One of the most frequently asked questions that we receive is "When can he get rid of that tube?". Most times people see a picture of him without it and assume it's gone forever. I would be lying if I said that this didn't bother me. Honestly, most times it does more than bother me. Eating has been one of the most frustrating aspects of kidney disease. Dialysis, medicine, doctors appointments, and all of the other things that come with this life were difficult, but feeding is downright frustrating. It's hard to remember a time when my baby willingly ate an entire bottle, but he did. In fact, for the first year and half of his life I fed him every three hours on the dot like clockwork. Now, the smallest feeding victories feel like Olympic gold medals.

 Two weeks ago, Parker's team suggested that since he was finally chewing and swallowing food that we should experiment a bit with his feeds. We completely cut out his nap time feed through his machine in an attempt to build his appetite. There were strings that came along with this, though, a set of requirements that he had to meet. As long as he was eating 400 calories of food, and drinking 500 ml's of fluid,we didn't have to return to nap time machine feeds. I'm proud to say that in those two weeks, even with his first cold, we did not have to use his feeding machine during the day. In fact, today he ate an all-time record of 850 calories, and actually ate two whole cups of yogurt/fruit blend with a spoon. This is monumental for him! Up until the last two weeks he would not eat anything at all with a spoon, much less something cold and puréed. The only thing we could get him to eat was crispy, crunchy snacks like chips, goldfish, and cookies. 

So now we are working toward a new goal. If he can eat 1300 calories and drink 1100 ml's of fluid, mainly water since that's all he will drink, everyday for a month straight, we can take the tube out. So, the answer to the infamous question is, when he meets his calorie and fluid goal-given by his doctors-consistently, then we can take out the tube. I promise you all that the day that happens, I will be screaming from mountain tops, and you will all know that the tube is gone for good. Seriously, the whole town will hear me. I Promise! 
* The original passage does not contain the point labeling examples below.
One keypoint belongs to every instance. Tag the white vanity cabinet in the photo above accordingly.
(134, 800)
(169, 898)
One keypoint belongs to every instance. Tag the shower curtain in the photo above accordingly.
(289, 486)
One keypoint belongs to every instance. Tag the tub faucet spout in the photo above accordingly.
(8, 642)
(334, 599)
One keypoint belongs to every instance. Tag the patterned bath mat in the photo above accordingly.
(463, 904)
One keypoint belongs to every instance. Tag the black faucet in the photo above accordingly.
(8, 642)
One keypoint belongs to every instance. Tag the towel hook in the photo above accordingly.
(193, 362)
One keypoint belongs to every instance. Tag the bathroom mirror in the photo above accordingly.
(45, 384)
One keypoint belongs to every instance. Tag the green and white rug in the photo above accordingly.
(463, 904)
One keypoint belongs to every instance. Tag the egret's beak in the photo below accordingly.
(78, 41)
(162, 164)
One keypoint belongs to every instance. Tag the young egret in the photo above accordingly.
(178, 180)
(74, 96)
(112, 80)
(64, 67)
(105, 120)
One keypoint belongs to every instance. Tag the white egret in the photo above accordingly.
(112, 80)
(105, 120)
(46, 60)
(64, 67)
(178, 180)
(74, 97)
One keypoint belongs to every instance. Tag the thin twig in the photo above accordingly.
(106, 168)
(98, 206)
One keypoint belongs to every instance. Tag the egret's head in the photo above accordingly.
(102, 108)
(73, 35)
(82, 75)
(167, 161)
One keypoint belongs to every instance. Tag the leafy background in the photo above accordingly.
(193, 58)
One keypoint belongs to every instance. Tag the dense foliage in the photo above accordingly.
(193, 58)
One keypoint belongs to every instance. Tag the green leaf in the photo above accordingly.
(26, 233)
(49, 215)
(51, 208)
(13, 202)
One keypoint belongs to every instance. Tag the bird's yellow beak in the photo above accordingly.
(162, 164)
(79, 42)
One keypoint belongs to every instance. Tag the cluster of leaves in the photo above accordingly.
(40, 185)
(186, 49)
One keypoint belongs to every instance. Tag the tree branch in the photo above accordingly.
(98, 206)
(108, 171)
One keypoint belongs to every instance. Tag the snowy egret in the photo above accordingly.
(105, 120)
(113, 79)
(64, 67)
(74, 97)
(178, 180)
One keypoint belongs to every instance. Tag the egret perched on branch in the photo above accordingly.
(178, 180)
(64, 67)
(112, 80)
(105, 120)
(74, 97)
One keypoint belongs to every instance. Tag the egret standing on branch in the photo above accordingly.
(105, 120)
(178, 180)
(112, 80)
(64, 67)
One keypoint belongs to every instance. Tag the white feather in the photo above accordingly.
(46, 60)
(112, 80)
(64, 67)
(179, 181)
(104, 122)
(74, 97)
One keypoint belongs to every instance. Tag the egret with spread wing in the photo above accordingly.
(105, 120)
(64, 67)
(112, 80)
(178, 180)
Our six month kidney-versary

At exactly this time six months ago, I was sitting in the waiting room, not so patiently waiting for a doctor to come out and tell me my son was going to be okay. In the waiting room filled with people there was a single television with all of the patient's names and statuses listed. I routinely checked this television minute after minute, so scared that I would miss something. Finally the time came that his status changed to "recovery". I squealed loudly in front of the packed room, not caring a bit what anyone else thought. Minutes later there was the doctor standing there very serious, yet proud. My baby is such a trooper! He has been through so much in his life, yet he is one of the happiest babies ever. Today we lose the final two antibiotics he has been taking. The three medicines that he will be continuing, he will have to take for the rest of his life. I am proud to say that he takes them like such a big boy. I am so blessed to be his mommy!